La larga pretemporada del Tour de Frankfurt 2007 entra en su fase decisiva. El de Frankfurt, como el de Francia, es un Tour que disputan equipos comerciales patrocinados por editores y dirigidos por agentes. Sin embargo, no renuncia a la presencia de las selecciones nacionales, como sucedía antaño en el de Francia, e invita cada año a una. A esa suma de manzanas con peras cabe añadir otro pequeño detalle: la literatura se elabora con palabras y éstas forman parte de un código de signos denominado lengua, cuya área de influencia no coincide necesariamente con los límites de esos entes tan difíciles de definir llamados naciones. En primera instancia, a los escritores nos contratan obras para ser traducidas de una lengua determinada a otra igualmente determinada, y sólo después se discuten, o no, cuestiones de territorialidad. Nuestro bagaje como lectores nos puede permitir acercarnos a textos más o menos complejos, de épocas más o menos lejanas, pero para leer la versión original de Crimen y castigo hay que saber ruso, y para leer L´Atlàntida de Verdaguer, catalán.
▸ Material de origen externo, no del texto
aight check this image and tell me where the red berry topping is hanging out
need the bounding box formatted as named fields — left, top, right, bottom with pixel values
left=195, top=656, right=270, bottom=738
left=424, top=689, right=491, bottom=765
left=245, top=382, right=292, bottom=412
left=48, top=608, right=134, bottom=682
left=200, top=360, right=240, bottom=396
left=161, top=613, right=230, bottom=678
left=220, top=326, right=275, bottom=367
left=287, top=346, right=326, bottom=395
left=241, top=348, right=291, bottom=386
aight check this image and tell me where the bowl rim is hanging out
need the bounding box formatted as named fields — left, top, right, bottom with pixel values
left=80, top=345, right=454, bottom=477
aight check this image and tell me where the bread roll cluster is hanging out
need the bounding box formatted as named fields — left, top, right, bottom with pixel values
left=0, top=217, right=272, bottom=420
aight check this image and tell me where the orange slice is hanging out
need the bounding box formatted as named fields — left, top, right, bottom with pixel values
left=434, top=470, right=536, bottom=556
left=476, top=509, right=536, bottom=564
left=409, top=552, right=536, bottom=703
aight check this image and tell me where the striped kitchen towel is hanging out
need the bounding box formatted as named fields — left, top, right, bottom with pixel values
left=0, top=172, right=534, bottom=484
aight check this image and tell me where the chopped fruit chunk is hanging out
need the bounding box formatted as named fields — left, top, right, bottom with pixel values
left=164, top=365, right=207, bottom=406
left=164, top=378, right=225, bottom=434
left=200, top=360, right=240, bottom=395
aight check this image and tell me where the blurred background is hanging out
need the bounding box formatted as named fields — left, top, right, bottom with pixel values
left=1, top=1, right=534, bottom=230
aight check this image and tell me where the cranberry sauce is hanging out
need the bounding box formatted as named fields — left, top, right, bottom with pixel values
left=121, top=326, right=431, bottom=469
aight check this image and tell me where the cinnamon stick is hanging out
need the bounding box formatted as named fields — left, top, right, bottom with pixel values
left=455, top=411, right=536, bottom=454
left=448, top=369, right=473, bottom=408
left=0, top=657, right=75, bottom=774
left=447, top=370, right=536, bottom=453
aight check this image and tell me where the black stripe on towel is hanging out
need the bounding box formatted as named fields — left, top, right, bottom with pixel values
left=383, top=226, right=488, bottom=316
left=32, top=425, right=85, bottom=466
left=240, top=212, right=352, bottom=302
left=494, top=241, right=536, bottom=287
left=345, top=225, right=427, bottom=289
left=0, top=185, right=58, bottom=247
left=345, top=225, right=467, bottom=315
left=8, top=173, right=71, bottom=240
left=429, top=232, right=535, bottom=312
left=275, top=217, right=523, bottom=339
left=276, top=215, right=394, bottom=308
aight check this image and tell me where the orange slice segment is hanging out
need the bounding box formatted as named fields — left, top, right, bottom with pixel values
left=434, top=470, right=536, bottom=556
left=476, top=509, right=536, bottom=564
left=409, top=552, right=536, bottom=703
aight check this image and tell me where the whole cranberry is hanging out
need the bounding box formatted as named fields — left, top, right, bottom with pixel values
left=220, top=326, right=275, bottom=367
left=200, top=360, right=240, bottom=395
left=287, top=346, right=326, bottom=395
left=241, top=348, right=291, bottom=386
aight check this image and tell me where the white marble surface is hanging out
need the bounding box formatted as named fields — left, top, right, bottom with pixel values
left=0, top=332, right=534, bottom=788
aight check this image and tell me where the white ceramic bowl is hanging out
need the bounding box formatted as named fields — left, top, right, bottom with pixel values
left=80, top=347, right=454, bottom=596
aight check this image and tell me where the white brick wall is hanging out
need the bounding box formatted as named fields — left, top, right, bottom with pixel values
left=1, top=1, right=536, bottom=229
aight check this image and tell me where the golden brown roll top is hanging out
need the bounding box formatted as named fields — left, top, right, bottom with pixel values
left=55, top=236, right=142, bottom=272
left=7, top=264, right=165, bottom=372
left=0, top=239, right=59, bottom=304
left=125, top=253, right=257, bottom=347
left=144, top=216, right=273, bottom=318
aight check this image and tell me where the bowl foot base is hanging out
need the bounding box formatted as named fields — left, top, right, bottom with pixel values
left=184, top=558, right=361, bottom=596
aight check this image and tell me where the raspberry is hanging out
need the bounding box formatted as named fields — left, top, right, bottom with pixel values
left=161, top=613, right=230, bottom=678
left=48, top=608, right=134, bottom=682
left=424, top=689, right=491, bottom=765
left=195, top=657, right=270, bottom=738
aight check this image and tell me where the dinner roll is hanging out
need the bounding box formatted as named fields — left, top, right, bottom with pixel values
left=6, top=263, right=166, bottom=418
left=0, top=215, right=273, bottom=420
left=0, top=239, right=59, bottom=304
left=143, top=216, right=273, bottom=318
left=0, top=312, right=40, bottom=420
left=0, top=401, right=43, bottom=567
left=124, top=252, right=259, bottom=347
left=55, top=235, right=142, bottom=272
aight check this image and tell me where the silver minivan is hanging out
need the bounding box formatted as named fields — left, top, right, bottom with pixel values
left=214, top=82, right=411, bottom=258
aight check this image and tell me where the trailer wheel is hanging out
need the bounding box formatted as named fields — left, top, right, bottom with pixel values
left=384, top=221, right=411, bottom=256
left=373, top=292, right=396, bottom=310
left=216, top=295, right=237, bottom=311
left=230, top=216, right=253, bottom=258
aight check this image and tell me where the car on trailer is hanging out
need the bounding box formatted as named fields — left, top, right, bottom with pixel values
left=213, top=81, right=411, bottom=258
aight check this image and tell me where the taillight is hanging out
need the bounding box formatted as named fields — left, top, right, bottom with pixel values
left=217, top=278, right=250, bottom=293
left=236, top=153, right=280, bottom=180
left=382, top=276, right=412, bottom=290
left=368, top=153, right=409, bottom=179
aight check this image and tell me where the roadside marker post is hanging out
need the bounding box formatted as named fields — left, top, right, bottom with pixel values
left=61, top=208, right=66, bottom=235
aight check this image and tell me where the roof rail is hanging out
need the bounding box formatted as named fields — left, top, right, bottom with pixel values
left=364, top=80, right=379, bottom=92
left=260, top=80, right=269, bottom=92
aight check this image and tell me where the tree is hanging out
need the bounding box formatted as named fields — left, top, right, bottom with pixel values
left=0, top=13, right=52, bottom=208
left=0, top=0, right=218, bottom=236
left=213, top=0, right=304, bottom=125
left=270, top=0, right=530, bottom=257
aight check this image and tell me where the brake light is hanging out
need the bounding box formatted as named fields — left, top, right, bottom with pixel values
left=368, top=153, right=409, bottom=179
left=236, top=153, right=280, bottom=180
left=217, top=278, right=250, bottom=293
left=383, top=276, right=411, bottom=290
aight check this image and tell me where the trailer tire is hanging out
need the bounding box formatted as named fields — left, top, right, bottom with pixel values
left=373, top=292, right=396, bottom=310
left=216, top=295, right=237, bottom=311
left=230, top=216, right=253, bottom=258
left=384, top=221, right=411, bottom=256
Monzó y Porcel serán dos excelentes cabezas de fila porque, amén de su gran calidad, representan dos maneras muy distintas de entender la literatura. En cuanto a la famosa lista de seleccionados, en la que por cierto diría que hay más de un seudónimo, todo el mundo es libre de opinar sobre si sobra o falta alguien.

Personalmente, echo en falta a Herman Melville. Ya sé que era americano, que escribía en inglés y que está muerto, pero nadie es perfecto. Si de mí dependiera, le hubiera cursado una invitación oficial al otro barrio para que formara parte de nuestra selección catalana. Melville es el padre del escribiente Bartleby, ese personaje inconmensurable que resume (y rezuma) en su divisa la esencia de la catalanidad (e incluso de la catalanitud): "Preferiría no hacerlo". Así estamos por aquí, siempre con el sí pero no. En el relato de Melville, Bartleby trabaja en la oficina junto a dos compañeros llamados Turkey y Nippers. El primero es un modelo de eficiencia matinal, pero tras la cervecita de la comida se vuelve insolente e indolente. Nippers, en cambio, se pasa las mañanas gruñendo pero trabaja bien por las tardes. A mí me parecen un reflejo notable de la mala convivencia habida entre las instituciones restauradas y las entidades sociales del catalanismo. Bartleby se adelanta un siglo y medio al abstencionista contemporáneo, pero no es la única criatura perdurable de Melville. También están Benito Cereno, Billy Budd, el arponero caníbal del Pequod Queequeg y el mítico capitán Ahab. La obra de Melville entera parece escrita para describir las diversas líneas de fuerza de la literatura catalana. Una rebelión de esclavos acaba con la vida del capitán español Benito Cereno, Billy Budd es acusado falsamente de conspiración y muere - "an angel of God, yet the angel must die"-, bendiciendo justamente a quien le condena y, por último, a bordo del Pequod los lectores experimentamos una de las tragedias más intensas de la historia de la literatura.

Sin ninguna duda, Herman Melville debería estar en Frankfurt a nuestro lado. Tal vez así explicaría a quienes nos pintan como capitanes Ahab que seguimos siendo Moby Dick, la ballena blanca.